The two main “Known Unknowns” are (1) model inadequacy and (2) numerical discretization error and these are typically defined by various error bounds in the current literature. We can do better. I adopted the Kennedy and O’Hagan framework for this research as both forms of Known-Unknowns can be formally accounted for in a probabilistic setting. Daniel Lakeland alludes to this in that the ODE/PDE systems are not the *correct* physical system and we should admit this and account for it.

When I wrote the abstract for the paper I tried to argue that having a well-defined probability measure on the infinite dimensional space of functions that are consistent with the system of differential equations allows the modeler to pose and answer questions such as “what level of discretisation is required before our overall uncertainty gets beyond limits we deem unacceptable when making subsequent inference about the system model?” The paper Marcos pointed to is suggestive of this point. Furthermore as Dan Simpson mentions taking the view that the ‘forward solve’ is drawing samples of functions from a probability measure may also highlight longer term instabilities without recourse to running the solver “zillions’ of times.

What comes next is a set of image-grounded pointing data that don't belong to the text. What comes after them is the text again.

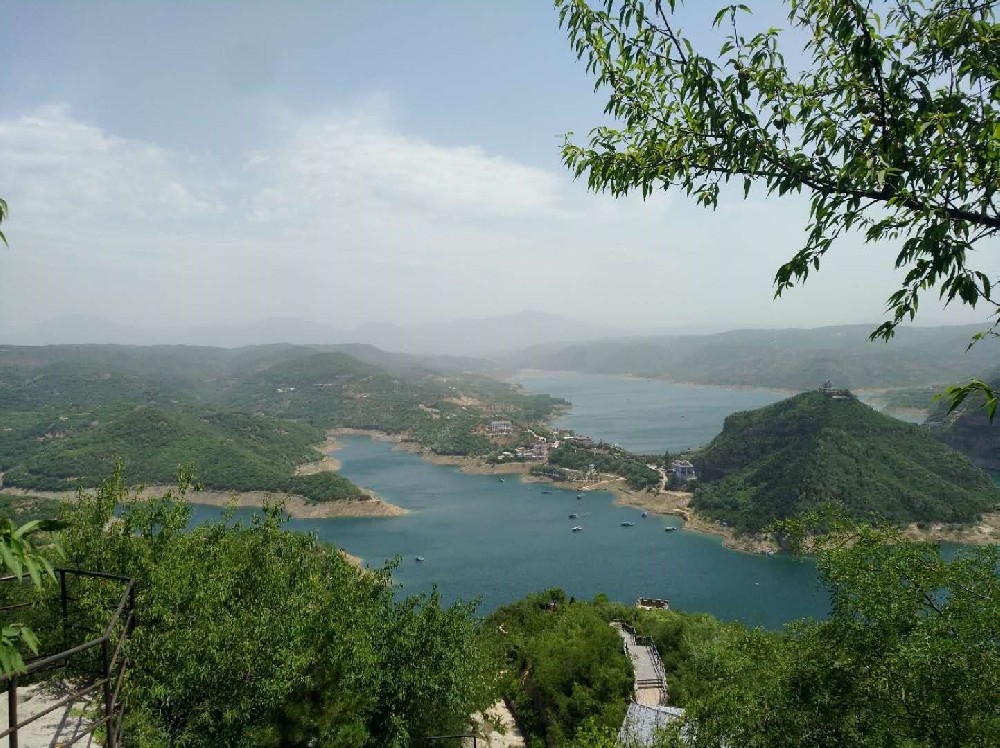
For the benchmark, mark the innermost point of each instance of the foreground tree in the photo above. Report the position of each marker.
(909, 655)
(24, 554)
(892, 127)
(253, 635)
(4, 214)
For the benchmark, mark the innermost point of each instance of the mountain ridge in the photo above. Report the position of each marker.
(816, 447)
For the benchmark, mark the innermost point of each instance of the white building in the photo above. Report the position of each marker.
(499, 428)
(683, 469)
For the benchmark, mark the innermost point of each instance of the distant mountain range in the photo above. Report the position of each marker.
(792, 358)
(968, 429)
(487, 336)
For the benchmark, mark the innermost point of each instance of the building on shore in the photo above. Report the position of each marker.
(683, 470)
(499, 428)
(652, 603)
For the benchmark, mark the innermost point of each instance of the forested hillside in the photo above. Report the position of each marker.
(968, 429)
(786, 458)
(243, 419)
(796, 359)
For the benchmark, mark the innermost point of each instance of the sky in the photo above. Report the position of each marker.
(174, 164)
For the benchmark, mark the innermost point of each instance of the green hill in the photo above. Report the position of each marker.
(793, 358)
(783, 459)
(968, 430)
(243, 418)
(54, 451)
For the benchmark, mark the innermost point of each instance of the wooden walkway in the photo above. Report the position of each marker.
(650, 681)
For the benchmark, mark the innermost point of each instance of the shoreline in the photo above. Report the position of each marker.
(667, 503)
(670, 503)
(295, 506)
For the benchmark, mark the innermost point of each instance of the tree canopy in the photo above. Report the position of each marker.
(889, 120)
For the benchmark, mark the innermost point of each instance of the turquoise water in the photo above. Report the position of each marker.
(501, 541)
(645, 415)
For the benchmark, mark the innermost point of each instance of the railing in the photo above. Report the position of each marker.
(462, 737)
(111, 667)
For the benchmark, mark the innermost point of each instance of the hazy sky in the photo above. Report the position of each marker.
(177, 163)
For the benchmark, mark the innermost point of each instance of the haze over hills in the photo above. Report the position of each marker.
(968, 429)
(790, 358)
(485, 336)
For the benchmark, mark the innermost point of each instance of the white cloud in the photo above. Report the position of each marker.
(345, 218)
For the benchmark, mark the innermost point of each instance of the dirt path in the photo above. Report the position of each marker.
(490, 738)
(62, 726)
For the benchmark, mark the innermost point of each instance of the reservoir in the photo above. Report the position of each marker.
(499, 541)
(647, 416)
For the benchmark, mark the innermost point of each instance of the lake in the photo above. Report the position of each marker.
(501, 540)
(647, 416)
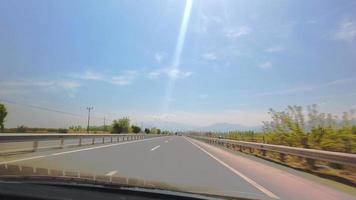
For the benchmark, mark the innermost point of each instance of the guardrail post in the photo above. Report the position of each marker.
(282, 157)
(35, 145)
(310, 163)
(62, 143)
(263, 152)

Finally the algorithm we developed in the paper is most certainly not the last word on ‘probabilistic solvers’. It is but the first attempt, a proof-of-concept if you will, in providing a sampling based method that at least has the comfort of consistency guarantees in the case of IVPs. However there is no doubt that smarter, more time, computation, and statistically efficient methods and their associated algorithms will, and must, be developed.

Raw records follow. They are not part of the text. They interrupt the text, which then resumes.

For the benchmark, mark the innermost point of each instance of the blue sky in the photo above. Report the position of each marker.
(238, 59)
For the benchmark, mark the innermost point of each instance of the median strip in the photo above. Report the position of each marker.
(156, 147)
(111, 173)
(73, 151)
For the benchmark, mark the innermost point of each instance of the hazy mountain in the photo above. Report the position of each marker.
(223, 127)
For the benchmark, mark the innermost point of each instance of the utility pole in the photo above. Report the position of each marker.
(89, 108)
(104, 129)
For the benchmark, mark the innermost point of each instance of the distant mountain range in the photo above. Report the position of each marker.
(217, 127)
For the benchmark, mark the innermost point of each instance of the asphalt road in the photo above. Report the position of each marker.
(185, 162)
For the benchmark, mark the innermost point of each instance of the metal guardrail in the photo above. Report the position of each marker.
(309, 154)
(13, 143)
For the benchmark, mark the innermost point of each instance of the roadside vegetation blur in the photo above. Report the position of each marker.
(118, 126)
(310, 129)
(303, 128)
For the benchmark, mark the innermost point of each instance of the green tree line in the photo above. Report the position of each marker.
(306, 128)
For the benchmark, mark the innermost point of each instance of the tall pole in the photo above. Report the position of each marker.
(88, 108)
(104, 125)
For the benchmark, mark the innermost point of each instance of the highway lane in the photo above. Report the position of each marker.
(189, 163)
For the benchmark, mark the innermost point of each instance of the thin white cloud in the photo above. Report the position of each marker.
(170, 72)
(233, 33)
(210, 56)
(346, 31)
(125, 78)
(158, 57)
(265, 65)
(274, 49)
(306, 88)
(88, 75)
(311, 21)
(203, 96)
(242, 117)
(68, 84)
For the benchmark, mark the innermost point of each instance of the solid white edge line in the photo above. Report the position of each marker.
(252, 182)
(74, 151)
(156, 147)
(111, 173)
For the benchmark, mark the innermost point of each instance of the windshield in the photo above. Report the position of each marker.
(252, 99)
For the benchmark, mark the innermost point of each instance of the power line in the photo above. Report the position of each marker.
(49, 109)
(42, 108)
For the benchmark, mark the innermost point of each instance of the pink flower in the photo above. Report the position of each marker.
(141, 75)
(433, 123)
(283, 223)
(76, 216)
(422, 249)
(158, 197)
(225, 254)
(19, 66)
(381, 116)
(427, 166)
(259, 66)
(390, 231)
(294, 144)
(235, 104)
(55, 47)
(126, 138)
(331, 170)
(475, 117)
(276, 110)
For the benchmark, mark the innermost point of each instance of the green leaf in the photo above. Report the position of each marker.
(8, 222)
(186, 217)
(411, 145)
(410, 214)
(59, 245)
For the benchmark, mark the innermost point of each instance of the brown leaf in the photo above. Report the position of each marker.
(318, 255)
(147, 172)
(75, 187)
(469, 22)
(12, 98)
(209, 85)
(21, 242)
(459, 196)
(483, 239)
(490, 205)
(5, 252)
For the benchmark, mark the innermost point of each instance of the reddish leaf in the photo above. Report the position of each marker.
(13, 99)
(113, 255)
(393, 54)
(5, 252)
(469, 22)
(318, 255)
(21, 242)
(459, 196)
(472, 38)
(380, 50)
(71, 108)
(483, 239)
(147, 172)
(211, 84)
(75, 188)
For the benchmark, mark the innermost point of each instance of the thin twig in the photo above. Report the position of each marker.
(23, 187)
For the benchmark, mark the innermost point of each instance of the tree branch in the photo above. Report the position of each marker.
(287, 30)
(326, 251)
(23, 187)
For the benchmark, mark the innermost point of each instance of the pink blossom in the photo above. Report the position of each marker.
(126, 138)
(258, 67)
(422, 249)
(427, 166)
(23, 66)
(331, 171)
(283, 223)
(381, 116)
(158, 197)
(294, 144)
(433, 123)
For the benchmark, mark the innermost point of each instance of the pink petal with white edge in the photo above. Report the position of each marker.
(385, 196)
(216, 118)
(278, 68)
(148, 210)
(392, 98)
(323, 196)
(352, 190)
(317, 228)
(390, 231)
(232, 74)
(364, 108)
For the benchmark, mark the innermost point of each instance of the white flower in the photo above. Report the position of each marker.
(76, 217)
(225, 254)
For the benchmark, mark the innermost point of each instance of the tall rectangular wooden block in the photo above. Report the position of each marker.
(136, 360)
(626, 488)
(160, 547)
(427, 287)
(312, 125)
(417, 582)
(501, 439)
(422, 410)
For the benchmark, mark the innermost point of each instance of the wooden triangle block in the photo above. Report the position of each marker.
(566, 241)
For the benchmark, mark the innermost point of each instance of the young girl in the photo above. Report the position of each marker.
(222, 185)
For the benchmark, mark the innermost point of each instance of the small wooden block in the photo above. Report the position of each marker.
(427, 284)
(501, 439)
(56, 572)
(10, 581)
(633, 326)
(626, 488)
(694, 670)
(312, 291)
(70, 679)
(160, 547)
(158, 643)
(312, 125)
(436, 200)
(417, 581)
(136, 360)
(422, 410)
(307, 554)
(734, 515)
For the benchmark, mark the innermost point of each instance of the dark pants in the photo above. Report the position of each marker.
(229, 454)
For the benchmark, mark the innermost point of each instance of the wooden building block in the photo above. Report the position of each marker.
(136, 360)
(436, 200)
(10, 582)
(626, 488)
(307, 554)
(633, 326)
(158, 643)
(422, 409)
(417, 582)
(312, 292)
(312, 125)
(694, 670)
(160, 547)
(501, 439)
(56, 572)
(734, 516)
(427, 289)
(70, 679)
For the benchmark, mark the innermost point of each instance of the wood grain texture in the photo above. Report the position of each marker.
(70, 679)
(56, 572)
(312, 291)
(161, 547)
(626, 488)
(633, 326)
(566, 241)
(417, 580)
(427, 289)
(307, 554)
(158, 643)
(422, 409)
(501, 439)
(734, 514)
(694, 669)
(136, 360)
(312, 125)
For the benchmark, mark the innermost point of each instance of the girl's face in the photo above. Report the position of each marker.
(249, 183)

I make the case in the discussion of the paper that the same order of algorithmic scaling can be achieved for Probabilistic Integrators as for existing deterministic codes. Though I prefer to think of them as Sampling schemes from Probability Measures over the Functional Space.

To enable the quantification and propagation of uncertainty in the modeling process I foresee a time when there will be suites of highly efficient codes, that allow this form of functional sampling, as part of the day-to-day Applied Mathematicians, Modelers and Engineers toolbox just as non-probabilistic methods such as Crank-Nicholson etc etc etc are today.

Mark,

it seems quite reasonable that you focus primarily for numerical discretization error. Your interest is not in the ‘correct’ physical modelling of a pheonomenon, but rather the use of discretized numerical methods to accurately capture the dynamics of a continuous ODE. The interesting thing is that you have used Bayesian methods / uncertainty to try to identify the most likely (continuous) solutions to the true continuous ODE, while most numerical analysts will look at the various inaccuracies of the numerical schemes, the odd behaviour of discretized systems and the various oddities that discretization induces (i.e., artifacts of the discretization). You instead want to focus on the true ODE (note I did not say true model) and what (discrete) numerical information you have in order to reduce the uncertainty. This is really a novel way of doing things.

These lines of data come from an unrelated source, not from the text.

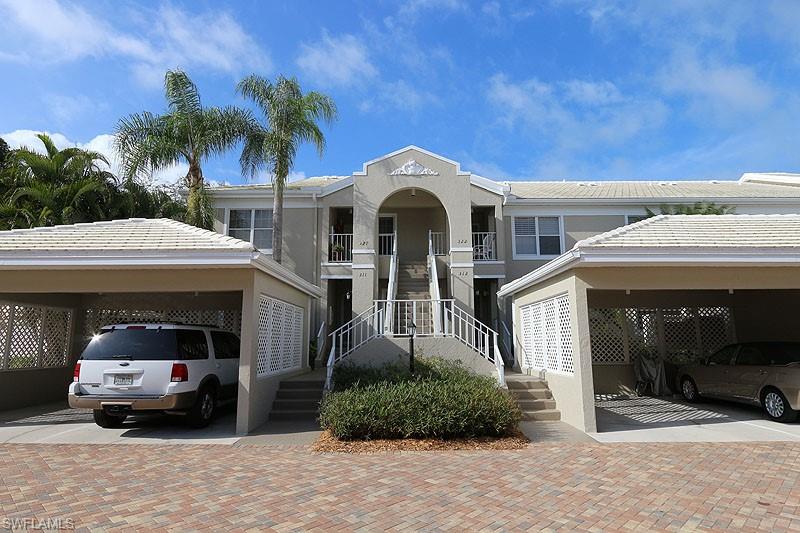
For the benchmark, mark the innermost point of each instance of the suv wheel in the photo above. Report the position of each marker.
(689, 390)
(105, 420)
(203, 410)
(776, 406)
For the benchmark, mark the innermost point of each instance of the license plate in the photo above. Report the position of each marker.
(123, 379)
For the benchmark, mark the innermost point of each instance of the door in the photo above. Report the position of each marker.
(749, 372)
(712, 376)
(387, 230)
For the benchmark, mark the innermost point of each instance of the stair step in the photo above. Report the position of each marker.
(522, 395)
(536, 405)
(299, 394)
(302, 384)
(526, 384)
(295, 405)
(543, 415)
(306, 414)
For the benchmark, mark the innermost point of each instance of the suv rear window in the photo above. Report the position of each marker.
(147, 345)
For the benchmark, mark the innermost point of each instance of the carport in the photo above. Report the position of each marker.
(58, 285)
(672, 287)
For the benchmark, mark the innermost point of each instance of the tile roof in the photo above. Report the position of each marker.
(737, 240)
(134, 234)
(651, 189)
(701, 232)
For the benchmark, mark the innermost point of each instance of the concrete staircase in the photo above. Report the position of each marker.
(297, 399)
(533, 397)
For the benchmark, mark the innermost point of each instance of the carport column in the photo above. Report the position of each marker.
(248, 357)
(583, 350)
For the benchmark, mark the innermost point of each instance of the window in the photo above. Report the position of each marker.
(191, 344)
(226, 345)
(751, 355)
(537, 236)
(252, 225)
(724, 356)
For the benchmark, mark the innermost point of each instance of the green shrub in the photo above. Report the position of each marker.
(441, 400)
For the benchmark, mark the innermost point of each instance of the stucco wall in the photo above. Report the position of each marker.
(574, 394)
(256, 394)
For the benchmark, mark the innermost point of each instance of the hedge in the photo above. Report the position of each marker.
(442, 400)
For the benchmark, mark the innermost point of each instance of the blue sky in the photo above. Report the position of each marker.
(514, 90)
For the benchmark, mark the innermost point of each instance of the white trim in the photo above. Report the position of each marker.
(538, 256)
(363, 171)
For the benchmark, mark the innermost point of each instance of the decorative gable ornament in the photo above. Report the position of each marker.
(412, 168)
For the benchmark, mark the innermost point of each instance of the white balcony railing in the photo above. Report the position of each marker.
(438, 241)
(341, 248)
(484, 246)
(385, 243)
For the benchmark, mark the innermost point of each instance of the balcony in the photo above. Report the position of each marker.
(484, 246)
(340, 248)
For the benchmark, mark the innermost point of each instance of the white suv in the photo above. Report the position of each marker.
(174, 368)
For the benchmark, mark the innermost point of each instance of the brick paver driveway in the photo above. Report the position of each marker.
(575, 486)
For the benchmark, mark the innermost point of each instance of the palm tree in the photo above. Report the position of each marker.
(187, 132)
(55, 187)
(291, 119)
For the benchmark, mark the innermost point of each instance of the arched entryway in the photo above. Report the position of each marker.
(418, 220)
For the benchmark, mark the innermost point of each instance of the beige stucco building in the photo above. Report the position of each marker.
(340, 231)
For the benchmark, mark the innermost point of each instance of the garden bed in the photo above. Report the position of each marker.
(441, 406)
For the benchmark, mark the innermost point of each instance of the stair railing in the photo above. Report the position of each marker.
(455, 322)
(391, 292)
(433, 285)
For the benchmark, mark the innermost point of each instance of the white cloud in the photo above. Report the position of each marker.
(337, 61)
(103, 143)
(545, 108)
(412, 8)
(53, 31)
(726, 90)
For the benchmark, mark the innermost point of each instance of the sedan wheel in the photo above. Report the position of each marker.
(689, 390)
(776, 407)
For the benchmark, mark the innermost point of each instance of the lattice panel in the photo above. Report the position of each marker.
(547, 335)
(25, 333)
(56, 323)
(34, 336)
(716, 328)
(681, 341)
(677, 334)
(280, 336)
(607, 335)
(565, 335)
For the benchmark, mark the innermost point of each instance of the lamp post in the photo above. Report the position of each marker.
(411, 347)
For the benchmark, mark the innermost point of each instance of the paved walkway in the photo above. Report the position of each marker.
(547, 486)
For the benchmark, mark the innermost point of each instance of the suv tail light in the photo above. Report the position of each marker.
(180, 372)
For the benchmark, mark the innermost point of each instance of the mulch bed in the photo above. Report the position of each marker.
(328, 443)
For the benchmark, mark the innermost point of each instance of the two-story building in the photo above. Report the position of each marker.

Probabilistic methods are gaining ground in areas of numerical analysis previously only covered by deterministic schemes (e.g., Probabilistic Linear Algebra). It seems quite reasonable that probabilistic method should gain more ground in PDEs/ODEs, although I believe you are only using probabilistic reasoning, rather than true randomization of output (i.e., a MCMC). It might be interesting to put both into the picture, which could make for a tight enough posterior with less systems constraints.